3M provides a variety of educational opportunities for sterile processing departments including a new Attest Sterile U Network, an on-demand network of online learning materials. The site includes a series of self-study materials where a technician can earn CEU credits at no charge along with one-page tutorials on various topics, for example, extended cycle monitoring. In addition, 3M provides CS Certification scholarship opportunities, in-service materials that a manager could use to teach their staff, as well as audits of a facility’s sterile processing department to assess processes and procedures.

"Sometimes an audit is requested because of a sterilization failure, but as the standards prompt customers to look more at their practices and processes, having an audit is a good way to uncover gaps, or ways in which processes can be improved." It’s also a great way to prepare for JCAHO, she adds.

Having an educational program in place can also help to alleviate problems that develop as a result of high staff turn over in the CS/SPD. "Our advice would be to establish a consistent generation and maintenance of ‘in-house’ training aids and departmental in service programs," said Moore.

With over 700 highly experienced and trained technical service professionals, STERIS provides a variety of educational opportunities for CS/SPD including sterile processing process improvement consulting services and technologies; systems and facility design services to optimize SPD departments; and clinical education and training services.


TSO3 125L Ozone Sterilizer

CS certification may ultimately drive product improvements. "As more CS workers become certified, they will become better consumers and more knowledgeable about product improvement needs," said Getinge’s Moore.

By the same token, "Medical device manufacturers recognize that CS certification produces a more knowledgeable user and therefore, forces the manufacturer to be more forthright with their product label claims and instructions for use. Hopefully, the days are gone where manufacturers could get away with telling users to simply reprocess their devices using ‘whatever is standard procedure’ in their facility," said Hughes.

"We actively support numerous chapters and CS organizations across the U.S.," said TGX Medical’s Good. "We encourage CS professionals to obtain CEU’s and offer CEU’s when we are doing on-site training.
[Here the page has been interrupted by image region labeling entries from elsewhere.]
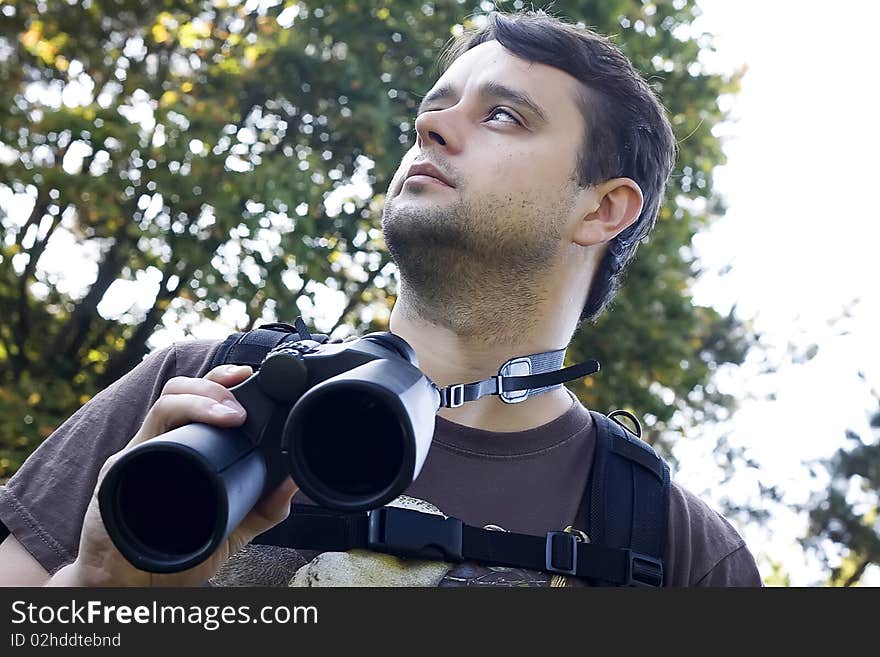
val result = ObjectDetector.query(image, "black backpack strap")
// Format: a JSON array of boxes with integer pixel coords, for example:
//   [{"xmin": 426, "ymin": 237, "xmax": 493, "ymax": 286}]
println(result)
[
  {"xmin": 208, "ymin": 317, "xmax": 328, "ymax": 372},
  {"xmin": 252, "ymin": 504, "xmax": 660, "ymax": 586},
  {"xmin": 590, "ymin": 411, "xmax": 670, "ymax": 584}
]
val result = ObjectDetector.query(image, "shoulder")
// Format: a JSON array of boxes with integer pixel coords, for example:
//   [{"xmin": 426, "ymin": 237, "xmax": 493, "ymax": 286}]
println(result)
[
  {"xmin": 165, "ymin": 340, "xmax": 223, "ymax": 377},
  {"xmin": 666, "ymin": 482, "xmax": 762, "ymax": 586}
]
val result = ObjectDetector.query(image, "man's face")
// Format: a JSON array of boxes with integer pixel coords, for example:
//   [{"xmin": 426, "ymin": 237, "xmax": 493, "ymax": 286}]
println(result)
[{"xmin": 382, "ymin": 41, "xmax": 584, "ymax": 319}]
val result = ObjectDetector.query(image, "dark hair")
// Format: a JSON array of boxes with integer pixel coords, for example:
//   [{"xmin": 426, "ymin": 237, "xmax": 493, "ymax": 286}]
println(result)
[{"xmin": 439, "ymin": 10, "xmax": 676, "ymax": 326}]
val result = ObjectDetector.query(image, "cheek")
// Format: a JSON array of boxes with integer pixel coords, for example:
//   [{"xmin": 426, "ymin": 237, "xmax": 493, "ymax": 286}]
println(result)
[{"xmin": 489, "ymin": 148, "xmax": 569, "ymax": 197}]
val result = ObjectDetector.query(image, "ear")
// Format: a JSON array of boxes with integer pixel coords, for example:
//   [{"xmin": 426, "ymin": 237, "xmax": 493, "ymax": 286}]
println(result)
[{"xmin": 572, "ymin": 178, "xmax": 644, "ymax": 246}]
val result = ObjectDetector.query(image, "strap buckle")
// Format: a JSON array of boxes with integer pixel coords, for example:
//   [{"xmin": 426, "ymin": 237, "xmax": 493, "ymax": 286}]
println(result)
[
  {"xmin": 440, "ymin": 383, "xmax": 464, "ymax": 408},
  {"xmin": 624, "ymin": 550, "xmax": 663, "ymax": 587},
  {"xmin": 367, "ymin": 506, "xmax": 463, "ymax": 561},
  {"xmin": 544, "ymin": 531, "xmax": 579, "ymax": 575}
]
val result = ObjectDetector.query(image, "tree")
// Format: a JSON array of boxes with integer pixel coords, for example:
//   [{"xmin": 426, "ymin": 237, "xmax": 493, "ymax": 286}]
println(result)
[
  {"xmin": 801, "ymin": 382, "xmax": 880, "ymax": 586},
  {"xmin": 0, "ymin": 0, "xmax": 755, "ymax": 476}
]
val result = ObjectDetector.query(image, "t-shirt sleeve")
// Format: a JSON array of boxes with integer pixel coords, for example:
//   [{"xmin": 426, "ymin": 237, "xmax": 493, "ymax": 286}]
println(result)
[
  {"xmin": 666, "ymin": 482, "xmax": 763, "ymax": 587},
  {"xmin": 0, "ymin": 340, "xmax": 220, "ymax": 574}
]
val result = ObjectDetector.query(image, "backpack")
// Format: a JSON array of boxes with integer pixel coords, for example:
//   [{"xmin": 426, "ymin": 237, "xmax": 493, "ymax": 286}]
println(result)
[{"xmin": 209, "ymin": 317, "xmax": 670, "ymax": 586}]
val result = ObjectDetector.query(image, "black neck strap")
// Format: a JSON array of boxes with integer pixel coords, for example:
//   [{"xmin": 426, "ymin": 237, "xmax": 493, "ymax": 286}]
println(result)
[
  {"xmin": 437, "ymin": 349, "xmax": 599, "ymax": 408},
  {"xmin": 253, "ymin": 504, "xmax": 663, "ymax": 586}
]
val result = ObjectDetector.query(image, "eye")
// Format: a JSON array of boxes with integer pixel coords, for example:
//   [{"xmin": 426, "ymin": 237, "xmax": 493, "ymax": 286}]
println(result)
[{"xmin": 489, "ymin": 107, "xmax": 522, "ymax": 125}]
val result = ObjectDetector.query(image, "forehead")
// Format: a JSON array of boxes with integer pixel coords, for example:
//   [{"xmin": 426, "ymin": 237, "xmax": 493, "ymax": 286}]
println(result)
[{"xmin": 428, "ymin": 40, "xmax": 583, "ymax": 127}]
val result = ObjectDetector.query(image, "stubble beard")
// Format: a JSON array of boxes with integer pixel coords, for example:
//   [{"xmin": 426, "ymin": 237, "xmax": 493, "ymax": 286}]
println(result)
[{"xmin": 382, "ymin": 182, "xmax": 562, "ymax": 344}]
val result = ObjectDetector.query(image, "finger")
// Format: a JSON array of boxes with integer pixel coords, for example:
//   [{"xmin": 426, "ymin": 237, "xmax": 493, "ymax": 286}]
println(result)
[
  {"xmin": 203, "ymin": 365, "xmax": 254, "ymax": 388},
  {"xmin": 238, "ymin": 477, "xmax": 299, "ymax": 541},
  {"xmin": 127, "ymin": 394, "xmax": 247, "ymax": 447},
  {"xmin": 162, "ymin": 376, "xmax": 244, "ymax": 402}
]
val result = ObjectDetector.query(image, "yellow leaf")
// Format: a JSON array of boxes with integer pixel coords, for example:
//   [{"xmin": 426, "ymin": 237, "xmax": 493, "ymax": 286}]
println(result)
[
  {"xmin": 153, "ymin": 24, "xmax": 171, "ymax": 43},
  {"xmin": 21, "ymin": 21, "xmax": 43, "ymax": 48},
  {"xmin": 159, "ymin": 91, "xmax": 178, "ymax": 107}
]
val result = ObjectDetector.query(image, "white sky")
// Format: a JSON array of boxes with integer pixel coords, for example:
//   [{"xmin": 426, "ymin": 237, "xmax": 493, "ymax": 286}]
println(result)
[
  {"xmin": 678, "ymin": 0, "xmax": 880, "ymax": 585},
  {"xmin": 0, "ymin": 0, "xmax": 880, "ymax": 585}
]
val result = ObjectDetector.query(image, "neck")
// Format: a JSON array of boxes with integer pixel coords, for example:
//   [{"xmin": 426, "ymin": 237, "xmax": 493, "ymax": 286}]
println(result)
[{"xmin": 389, "ymin": 285, "xmax": 572, "ymax": 432}]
The push for mandated certification is a welcomed one because we at TGX feel that knowledge is key and Alex Gold is only one of the many tools needed to succeed in the CS environment."

Good describes how Alex Gold can help improve education opportunities within the CS/SPD. "Alex simplifies the staff education and training process by only needing to train the new or veteran staff member on the Alex Gold system. We accomplish this by having detailed instructions for every lifecycle step in the process to include all unique instructions for every set in a facility taken out the guesswork in sterilization, assembly, decontamination and storage."

Hughes recently spoke on the topic of sterilization monitoring at a CS conference in Thailand with over 900 attendees and made the following observation: "Based on discussions with conference attendees and hospital tours, it is obvious to me that Thailand suffers from some of the same issues we have here in the USA: A lack of understanding from other departments as to the time and expertise it takes to properly reprocess medical devices, a lack of resources in staff and equipment to keep up with the growing demand. Fortunately, I also observed a strong commitment by and compassion for fellow CS personnel, as to the importance of their work. Sterile processing truly is part of the surgical team of every healthcare facility and their efforts are critical to reducing hospital acquired infections." HPN

Reference:

1. ANSI/AAMI/ISO 11140-1, 2005. Sterilization of Health Care Products - Chemical Indicators-part 1: General requirements.